Disaster Recovery.com

High availability guidelines and VMware HA best practices

By Elias Khnaser

VMware High Availability (HA) is a utility that eliminates the need for dedicated standby hardware and software in a virtualized environment. VMware HA is often used to improve reliability, decrease downtime in virtual environments and improve disaster recovery/business continuity.

This chapter excerpt from VCP4 Exam Cram: VMware Certified Professional, 2nd Edition by Elias Khnaser explores VMware HA best practices.

VMware High Availability deals primarily with ESX/ESXi host failure and what happens to the virtual machines (VMs) that are running on this host. HA can also monitor and restart a VM by checking whether the VMware Tools are still running. When an ESX/ESXi host fails for any reason, all the running VMs also fail. VMware HA ensures that the VMs from the failed host are capable of being restarted on other ESX/ESXi hosts.

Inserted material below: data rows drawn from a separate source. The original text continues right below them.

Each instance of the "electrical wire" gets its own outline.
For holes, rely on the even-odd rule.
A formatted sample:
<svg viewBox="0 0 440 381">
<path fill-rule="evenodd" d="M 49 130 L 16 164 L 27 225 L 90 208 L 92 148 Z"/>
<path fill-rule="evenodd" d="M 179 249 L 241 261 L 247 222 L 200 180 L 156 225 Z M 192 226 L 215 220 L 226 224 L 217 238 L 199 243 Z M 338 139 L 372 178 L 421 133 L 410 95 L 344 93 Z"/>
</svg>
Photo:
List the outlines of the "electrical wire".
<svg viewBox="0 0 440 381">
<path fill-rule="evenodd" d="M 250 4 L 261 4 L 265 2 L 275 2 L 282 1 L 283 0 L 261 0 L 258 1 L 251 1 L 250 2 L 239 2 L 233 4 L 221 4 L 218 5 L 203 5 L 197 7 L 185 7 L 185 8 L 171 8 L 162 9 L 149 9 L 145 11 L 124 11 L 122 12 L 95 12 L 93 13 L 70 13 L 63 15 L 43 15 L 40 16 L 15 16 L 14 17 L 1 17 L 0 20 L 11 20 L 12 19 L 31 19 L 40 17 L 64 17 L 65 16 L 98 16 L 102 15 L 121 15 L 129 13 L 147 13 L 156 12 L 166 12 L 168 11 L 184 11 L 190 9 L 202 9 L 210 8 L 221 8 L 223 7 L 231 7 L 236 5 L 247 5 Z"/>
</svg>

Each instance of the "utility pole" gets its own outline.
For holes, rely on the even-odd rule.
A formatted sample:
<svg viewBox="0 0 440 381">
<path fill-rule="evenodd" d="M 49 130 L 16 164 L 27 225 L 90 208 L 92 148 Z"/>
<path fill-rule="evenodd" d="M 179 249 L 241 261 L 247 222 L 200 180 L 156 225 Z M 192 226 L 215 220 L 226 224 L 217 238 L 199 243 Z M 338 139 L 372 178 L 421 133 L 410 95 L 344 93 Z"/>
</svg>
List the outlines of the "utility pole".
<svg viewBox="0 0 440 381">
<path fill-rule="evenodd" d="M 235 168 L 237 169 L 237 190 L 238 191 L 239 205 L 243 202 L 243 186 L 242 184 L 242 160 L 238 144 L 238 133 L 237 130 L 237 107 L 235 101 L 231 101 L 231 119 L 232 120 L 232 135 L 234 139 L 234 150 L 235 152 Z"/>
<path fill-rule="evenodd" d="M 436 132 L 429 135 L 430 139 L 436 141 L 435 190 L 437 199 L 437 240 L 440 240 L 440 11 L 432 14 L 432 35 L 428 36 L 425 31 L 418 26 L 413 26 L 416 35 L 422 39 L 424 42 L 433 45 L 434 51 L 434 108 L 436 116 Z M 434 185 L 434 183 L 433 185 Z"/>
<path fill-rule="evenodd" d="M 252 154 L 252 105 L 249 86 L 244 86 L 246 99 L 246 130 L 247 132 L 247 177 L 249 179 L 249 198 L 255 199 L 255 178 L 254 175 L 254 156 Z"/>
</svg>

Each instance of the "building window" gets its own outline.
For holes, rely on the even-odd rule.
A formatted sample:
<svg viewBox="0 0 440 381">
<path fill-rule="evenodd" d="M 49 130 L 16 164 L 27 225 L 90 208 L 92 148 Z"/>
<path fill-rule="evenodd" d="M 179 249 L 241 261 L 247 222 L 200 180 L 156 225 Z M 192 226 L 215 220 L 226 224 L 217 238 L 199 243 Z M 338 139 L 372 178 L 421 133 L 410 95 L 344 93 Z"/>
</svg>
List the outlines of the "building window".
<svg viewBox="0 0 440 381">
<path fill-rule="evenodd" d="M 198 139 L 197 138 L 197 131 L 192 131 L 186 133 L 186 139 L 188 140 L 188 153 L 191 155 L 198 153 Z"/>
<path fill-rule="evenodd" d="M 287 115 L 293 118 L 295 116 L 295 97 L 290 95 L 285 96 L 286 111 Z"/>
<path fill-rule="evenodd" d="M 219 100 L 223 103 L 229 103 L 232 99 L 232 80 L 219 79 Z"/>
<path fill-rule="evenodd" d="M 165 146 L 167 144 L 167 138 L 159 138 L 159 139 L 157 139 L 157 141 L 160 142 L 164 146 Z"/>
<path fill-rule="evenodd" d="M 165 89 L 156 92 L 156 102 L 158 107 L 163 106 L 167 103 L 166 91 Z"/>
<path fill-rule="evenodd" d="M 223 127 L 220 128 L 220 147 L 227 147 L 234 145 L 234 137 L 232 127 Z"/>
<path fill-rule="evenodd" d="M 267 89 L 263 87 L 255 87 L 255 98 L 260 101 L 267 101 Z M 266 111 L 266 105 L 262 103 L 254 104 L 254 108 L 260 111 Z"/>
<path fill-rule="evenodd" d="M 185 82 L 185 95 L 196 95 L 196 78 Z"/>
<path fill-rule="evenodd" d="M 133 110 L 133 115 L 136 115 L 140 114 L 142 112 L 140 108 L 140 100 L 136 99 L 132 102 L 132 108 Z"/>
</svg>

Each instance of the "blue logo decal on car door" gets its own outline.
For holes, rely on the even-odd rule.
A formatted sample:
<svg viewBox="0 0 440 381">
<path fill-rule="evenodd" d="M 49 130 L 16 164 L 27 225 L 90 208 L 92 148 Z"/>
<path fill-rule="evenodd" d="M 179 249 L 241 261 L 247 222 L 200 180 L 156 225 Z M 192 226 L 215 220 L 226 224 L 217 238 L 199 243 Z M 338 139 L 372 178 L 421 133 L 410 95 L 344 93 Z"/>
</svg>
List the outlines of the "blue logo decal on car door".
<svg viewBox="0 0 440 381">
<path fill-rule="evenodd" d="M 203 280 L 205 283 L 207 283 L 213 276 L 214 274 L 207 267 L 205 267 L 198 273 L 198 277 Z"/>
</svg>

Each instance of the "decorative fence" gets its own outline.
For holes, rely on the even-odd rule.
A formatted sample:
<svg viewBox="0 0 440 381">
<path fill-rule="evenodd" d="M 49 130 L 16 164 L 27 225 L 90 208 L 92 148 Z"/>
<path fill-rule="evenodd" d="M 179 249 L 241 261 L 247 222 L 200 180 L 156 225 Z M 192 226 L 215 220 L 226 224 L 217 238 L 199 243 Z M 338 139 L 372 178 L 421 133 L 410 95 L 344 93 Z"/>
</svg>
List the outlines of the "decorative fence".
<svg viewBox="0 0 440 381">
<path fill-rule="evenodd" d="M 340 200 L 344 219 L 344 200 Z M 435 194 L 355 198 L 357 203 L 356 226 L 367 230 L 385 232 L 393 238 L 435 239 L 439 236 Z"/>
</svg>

Many people mistakenly confuse VMware HA with fault tolerance. VMware HA is not fault tolerant in that if a host fails, the VMs on it also fail. HA deals only with restarting those VMs on other ESX/ESXi hosts with enough resources. Fault tolerance, on the other hand, provides uninterruptible access to resources in the event of a host failure.

VMware exam cram book coverClick on the book cover image above
to download Elias Khnaser's entire chapter
on backup and high availability.

VMware HA maintains a communication channel with all the other ESX/ESXi hosts that are members of the same cluster by using a heartbeat that it sends out every 1 second in vSphere 4.0 or every 10 seconds in vSphere 4.1 by default. When an ESX server misses a heartbeat, the other hosts wait 15 seconds for the other host to respond again. After 15 seconds, the cluster initiates the restart of the VMs on the failing ESX/ESXi host on the remaining ESX/ESXi hosts in the cluster. VMware HA also constantly monitors the ESX/ESXi hosts that are members of the cluster and ensures that resources are always available to satisfy requirements in the event of a host failure.

Virtual Machine Failure Monitoring

Virtual Machine Failure Monitoring is technology that is disabled by default. Its function is to monitor virtual machines, which it queries every 20 seconds via a heartbeat. It does this by using the VMware Tools that are installed inside the VM. When a VM misses a heartbeat, VMware HA deems this VM as failed and attempts to reset it. Think of Virtual Machine Failure Monitoring as sort of High Availability for VMs.

Virtual Machine Failure Monitoring can detect whether a virtual machine was manually powered off, suspended, or migrated, and thereby does not attempt to restart it.

VMware HA configuration prerequisites

HA requires the following configuration prerequisites before it can function properly:

Service Console redundancy

Recommended practice dictates that the Service Console (SC) have redundancy. VMware HA complains and issues a warning if it detects that the Service Console is configured on a vSwitch with only one vmnic. As Figure 1 shows, you can configure Service Console redundancy in one of two ways:

In both cases, you need to configure the entire IP stack with IP address, subnet, and gateway. The Service Console vSwitches are used for heartbeats and state synchronization and use the following ports:

Failure to configure SC redundancy results in a warning message when you enable HA. So, to avoid seeing this error message and to adhere to best practice, configure the SC to be redundant.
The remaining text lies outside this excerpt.